Founded in 2009, Grammarly generates over $700 million in annual revenue and remains profitable. The company’s recent appointment of Shishir Mehrotra—former CEO of productivity platform Coda—as its new chief executive officer underscores its ambitions to expand into a broader suite of AI-powered workplace tools.

“As Grammarly is going through a huge transformation of going from being what is mostly known as a single-purpose agent to being an agent platform, it just felt very important for us to be able to bet big in our product development and in M&A as well as in our growth strategies,” Mehrotra said in an interview.

He added that the company has an eventual goal to go public, although no imminent plans.

“I’m right now just focused on making sure we’re innovating with new products and growing as fast as we can. But when we feel ready, we’ll go public,” Mehrotra added.

If successful, this dedicated growth investment could also enhance Grammarly’s overall valuation—and indirectly benefit General Catalyst’s existing equity stake from its participation in Grammarly’s Series B round in 2017.

Based in San Francisco, Grammarly has raised more than $550 million in venture capital funding, according to PitchBook. Investors last valued the company at $13 billion in 2021.

A separate group of limited partners backs General Catalyst’s Customer Value Fund (CVF), which operates independently from the firm’s primary venture funds. The firm did not include CVF in its recently announced $8 billion capital raise.

This model reflects a broader strategic shift under CEO Hemant Taneja, as General Catalyst moves beyond the traditional venture capital framework by introducing innovative funding structures. The CVF focuses on growth-stage investments tied directly to customer acquisition performance, offering a more predictable return path.

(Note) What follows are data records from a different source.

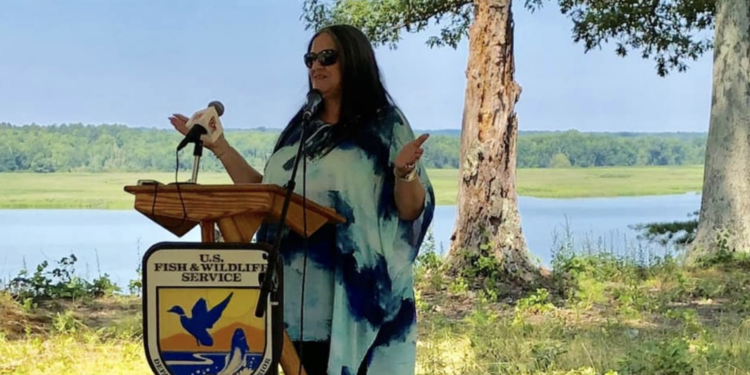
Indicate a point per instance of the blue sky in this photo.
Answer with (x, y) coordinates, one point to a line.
(135, 62)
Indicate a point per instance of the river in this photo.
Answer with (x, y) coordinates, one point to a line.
(112, 242)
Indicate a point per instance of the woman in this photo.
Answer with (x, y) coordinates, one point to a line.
(361, 159)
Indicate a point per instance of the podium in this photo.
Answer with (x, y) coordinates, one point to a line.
(238, 210)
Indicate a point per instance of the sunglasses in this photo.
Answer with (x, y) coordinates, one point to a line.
(325, 57)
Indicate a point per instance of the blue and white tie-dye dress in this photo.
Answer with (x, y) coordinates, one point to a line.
(359, 281)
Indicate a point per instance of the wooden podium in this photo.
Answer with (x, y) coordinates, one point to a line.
(238, 210)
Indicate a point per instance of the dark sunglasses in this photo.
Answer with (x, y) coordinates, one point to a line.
(325, 57)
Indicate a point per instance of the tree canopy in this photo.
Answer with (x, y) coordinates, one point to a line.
(671, 32)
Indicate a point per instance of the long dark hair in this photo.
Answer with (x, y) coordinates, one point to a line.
(363, 94)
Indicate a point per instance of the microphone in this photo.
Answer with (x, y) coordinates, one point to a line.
(313, 104)
(205, 121)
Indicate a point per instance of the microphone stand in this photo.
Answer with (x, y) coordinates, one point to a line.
(273, 259)
(197, 152)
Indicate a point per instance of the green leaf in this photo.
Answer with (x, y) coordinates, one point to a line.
(383, 21)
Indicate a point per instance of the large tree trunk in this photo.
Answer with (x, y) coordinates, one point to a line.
(725, 205)
(487, 200)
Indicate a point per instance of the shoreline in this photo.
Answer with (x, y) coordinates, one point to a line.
(104, 190)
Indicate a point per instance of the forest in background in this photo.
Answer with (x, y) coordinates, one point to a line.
(119, 148)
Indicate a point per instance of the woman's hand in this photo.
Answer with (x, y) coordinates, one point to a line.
(407, 159)
(179, 122)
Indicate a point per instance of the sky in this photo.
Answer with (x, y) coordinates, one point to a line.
(135, 62)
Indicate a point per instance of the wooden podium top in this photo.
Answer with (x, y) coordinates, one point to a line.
(180, 208)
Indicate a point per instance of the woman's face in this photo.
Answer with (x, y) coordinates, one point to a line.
(324, 67)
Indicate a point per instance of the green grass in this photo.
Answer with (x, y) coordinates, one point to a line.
(105, 190)
(597, 316)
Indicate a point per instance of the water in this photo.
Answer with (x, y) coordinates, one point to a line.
(113, 242)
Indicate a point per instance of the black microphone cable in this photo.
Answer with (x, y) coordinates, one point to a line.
(305, 245)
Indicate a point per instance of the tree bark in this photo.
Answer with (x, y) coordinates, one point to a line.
(487, 201)
(725, 204)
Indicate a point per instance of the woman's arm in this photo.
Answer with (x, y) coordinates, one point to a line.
(236, 165)
(409, 196)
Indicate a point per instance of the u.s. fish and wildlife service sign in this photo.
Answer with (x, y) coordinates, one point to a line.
(199, 303)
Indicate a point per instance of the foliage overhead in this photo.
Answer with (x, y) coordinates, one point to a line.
(383, 21)
(665, 30)
(669, 31)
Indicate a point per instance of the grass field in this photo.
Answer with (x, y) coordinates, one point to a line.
(602, 317)
(105, 190)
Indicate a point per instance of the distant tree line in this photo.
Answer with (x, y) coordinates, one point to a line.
(118, 148)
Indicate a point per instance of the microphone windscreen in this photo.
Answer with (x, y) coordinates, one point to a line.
(219, 107)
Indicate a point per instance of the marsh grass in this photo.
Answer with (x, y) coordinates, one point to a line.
(105, 190)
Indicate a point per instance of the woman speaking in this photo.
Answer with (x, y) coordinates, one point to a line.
(362, 159)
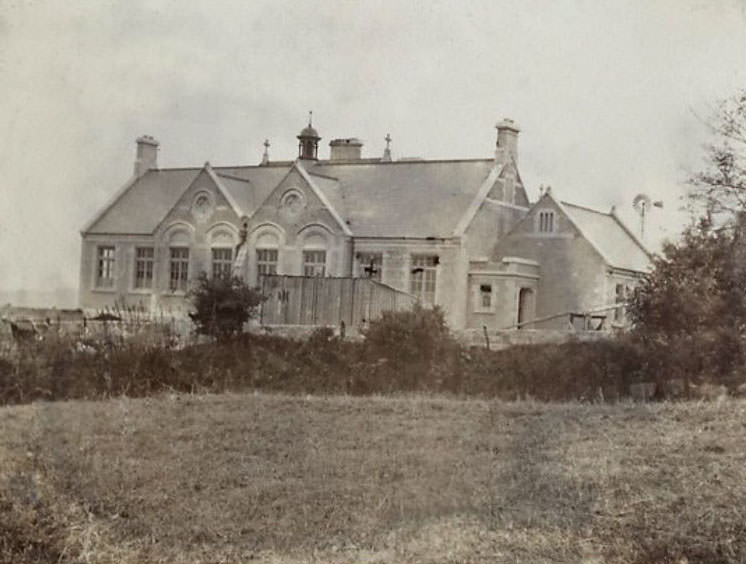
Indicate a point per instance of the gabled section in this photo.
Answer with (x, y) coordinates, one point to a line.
(109, 204)
(140, 206)
(471, 211)
(320, 194)
(614, 241)
(605, 233)
(508, 188)
(202, 198)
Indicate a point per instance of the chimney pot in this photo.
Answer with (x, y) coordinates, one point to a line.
(507, 141)
(147, 154)
(349, 149)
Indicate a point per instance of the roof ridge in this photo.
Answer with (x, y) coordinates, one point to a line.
(232, 176)
(586, 208)
(404, 162)
(271, 164)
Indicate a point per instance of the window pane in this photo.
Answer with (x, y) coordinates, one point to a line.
(144, 267)
(314, 263)
(105, 267)
(222, 262)
(370, 265)
(423, 277)
(179, 268)
(266, 261)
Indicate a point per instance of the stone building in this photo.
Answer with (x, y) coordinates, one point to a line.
(458, 233)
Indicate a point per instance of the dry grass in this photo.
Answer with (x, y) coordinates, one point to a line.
(255, 478)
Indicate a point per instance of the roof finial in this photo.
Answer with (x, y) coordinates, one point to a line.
(387, 151)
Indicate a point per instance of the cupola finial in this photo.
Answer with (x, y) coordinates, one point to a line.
(308, 146)
(387, 151)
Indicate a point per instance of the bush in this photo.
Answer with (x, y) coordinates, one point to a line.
(410, 350)
(222, 305)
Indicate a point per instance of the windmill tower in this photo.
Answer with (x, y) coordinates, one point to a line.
(642, 204)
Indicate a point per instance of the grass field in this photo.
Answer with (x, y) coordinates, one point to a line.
(259, 478)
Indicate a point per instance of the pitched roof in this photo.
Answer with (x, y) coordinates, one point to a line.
(404, 199)
(139, 209)
(619, 247)
(397, 199)
(256, 184)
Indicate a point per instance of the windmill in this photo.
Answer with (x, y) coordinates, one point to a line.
(642, 204)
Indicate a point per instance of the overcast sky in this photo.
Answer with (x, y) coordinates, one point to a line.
(609, 96)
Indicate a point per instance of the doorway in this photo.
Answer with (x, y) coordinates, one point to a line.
(525, 308)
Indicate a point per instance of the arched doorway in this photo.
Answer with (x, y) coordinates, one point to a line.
(525, 308)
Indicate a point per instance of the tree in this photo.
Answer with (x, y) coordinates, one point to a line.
(692, 305)
(719, 190)
(222, 305)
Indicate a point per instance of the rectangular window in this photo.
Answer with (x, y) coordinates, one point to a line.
(222, 262)
(422, 281)
(266, 261)
(619, 298)
(314, 263)
(105, 267)
(546, 222)
(179, 269)
(143, 267)
(485, 296)
(370, 265)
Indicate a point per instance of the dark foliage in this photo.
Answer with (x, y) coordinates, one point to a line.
(222, 305)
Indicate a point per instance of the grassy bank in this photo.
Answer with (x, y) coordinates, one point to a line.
(263, 478)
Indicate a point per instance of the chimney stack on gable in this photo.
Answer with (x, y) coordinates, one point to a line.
(350, 149)
(507, 141)
(147, 154)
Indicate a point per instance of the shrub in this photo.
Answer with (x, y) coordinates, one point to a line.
(410, 349)
(222, 305)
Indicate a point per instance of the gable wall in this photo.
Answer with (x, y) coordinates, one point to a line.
(294, 226)
(200, 231)
(450, 287)
(491, 222)
(572, 274)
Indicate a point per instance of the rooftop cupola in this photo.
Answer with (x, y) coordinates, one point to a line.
(507, 141)
(308, 141)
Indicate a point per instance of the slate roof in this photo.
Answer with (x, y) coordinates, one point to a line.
(398, 199)
(261, 181)
(403, 199)
(619, 247)
(141, 208)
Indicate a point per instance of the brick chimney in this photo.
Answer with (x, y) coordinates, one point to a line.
(507, 141)
(147, 154)
(350, 149)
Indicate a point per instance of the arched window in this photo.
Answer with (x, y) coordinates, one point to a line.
(222, 243)
(314, 255)
(267, 253)
(179, 242)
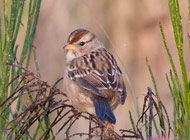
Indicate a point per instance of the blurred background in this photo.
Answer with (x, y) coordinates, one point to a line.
(128, 28)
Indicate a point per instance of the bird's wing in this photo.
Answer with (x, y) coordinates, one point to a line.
(99, 73)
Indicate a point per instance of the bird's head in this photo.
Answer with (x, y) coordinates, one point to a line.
(81, 42)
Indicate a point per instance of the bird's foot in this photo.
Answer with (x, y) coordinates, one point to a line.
(109, 127)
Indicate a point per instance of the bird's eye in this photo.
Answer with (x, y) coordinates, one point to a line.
(81, 43)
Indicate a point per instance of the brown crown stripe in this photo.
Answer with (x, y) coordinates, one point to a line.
(76, 35)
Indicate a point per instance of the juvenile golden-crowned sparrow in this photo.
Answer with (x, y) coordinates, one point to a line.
(92, 79)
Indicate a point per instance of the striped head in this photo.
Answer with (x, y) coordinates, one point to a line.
(81, 42)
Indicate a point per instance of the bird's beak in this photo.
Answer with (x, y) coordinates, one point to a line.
(69, 47)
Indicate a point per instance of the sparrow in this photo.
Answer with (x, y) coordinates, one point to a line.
(92, 81)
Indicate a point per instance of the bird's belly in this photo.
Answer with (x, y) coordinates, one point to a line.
(78, 97)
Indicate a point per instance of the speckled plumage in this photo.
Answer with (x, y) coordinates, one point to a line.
(93, 80)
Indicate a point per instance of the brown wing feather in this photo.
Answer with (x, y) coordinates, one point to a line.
(97, 72)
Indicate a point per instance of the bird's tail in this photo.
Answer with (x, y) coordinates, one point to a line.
(104, 111)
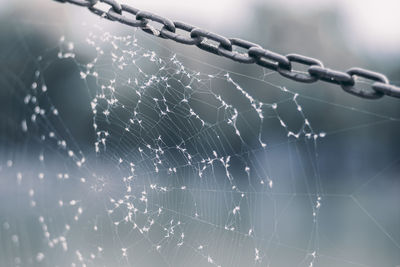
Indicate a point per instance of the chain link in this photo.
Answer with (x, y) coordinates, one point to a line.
(254, 53)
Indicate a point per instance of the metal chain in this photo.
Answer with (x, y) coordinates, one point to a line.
(254, 53)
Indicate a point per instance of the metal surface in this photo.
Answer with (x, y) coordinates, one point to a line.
(253, 53)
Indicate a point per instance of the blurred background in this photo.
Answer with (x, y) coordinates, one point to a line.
(329, 201)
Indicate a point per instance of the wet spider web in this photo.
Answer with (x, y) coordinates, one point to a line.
(182, 167)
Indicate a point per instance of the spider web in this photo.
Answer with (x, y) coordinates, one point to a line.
(183, 167)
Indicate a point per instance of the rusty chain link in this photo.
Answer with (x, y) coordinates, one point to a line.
(253, 53)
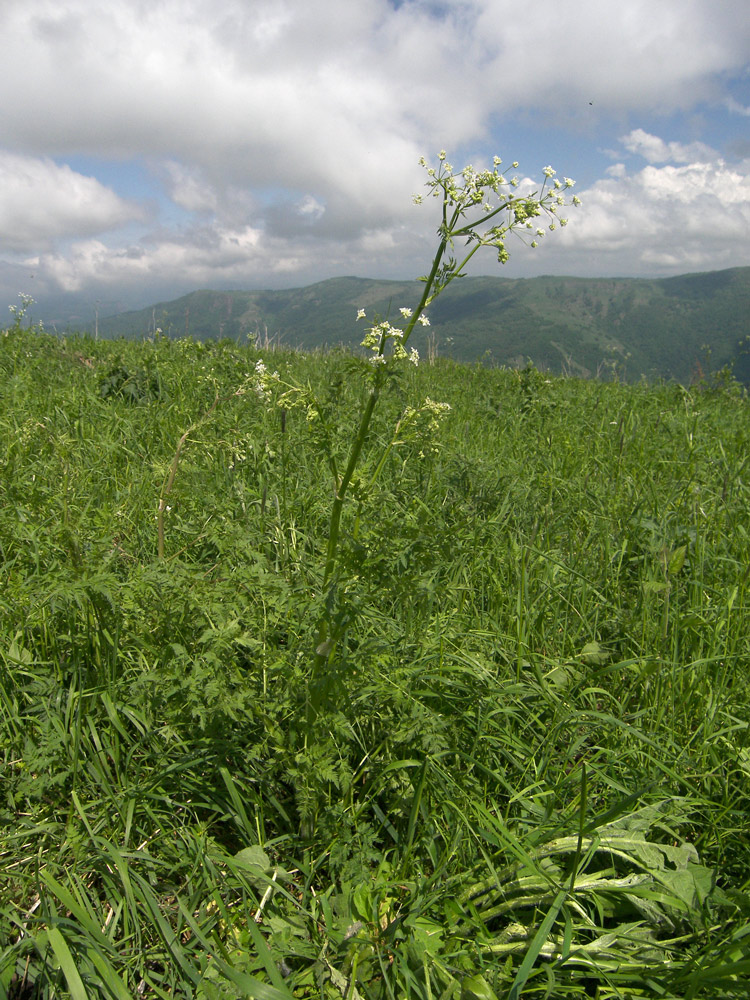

To date, the Customer Value Fund has backed nearly 50 companies, including notable names like Lemonade and Fivetran, aligning its investments closely with measurable growth outcomes.

“Companies like Grammarly basically have a machine where they can invest dollars in sales and marketing and generate a very consistent return,” said Pranav Singhvi, Managing Director at General Catalyst. “With this wave of AI, giving Grammarly the firepower to actually go and invest could land those customers beyond the 40 million.”

Grammarly’s $1 billion non-dilutive financing from General Catalyst marks a pivotal moment in its evolution from a writing assistant into a comprehensive AI-powered productivity platform. This strategic partnership allows Grammarly to scale customer acquisition and invest more heavily in product innovation without giving up equity.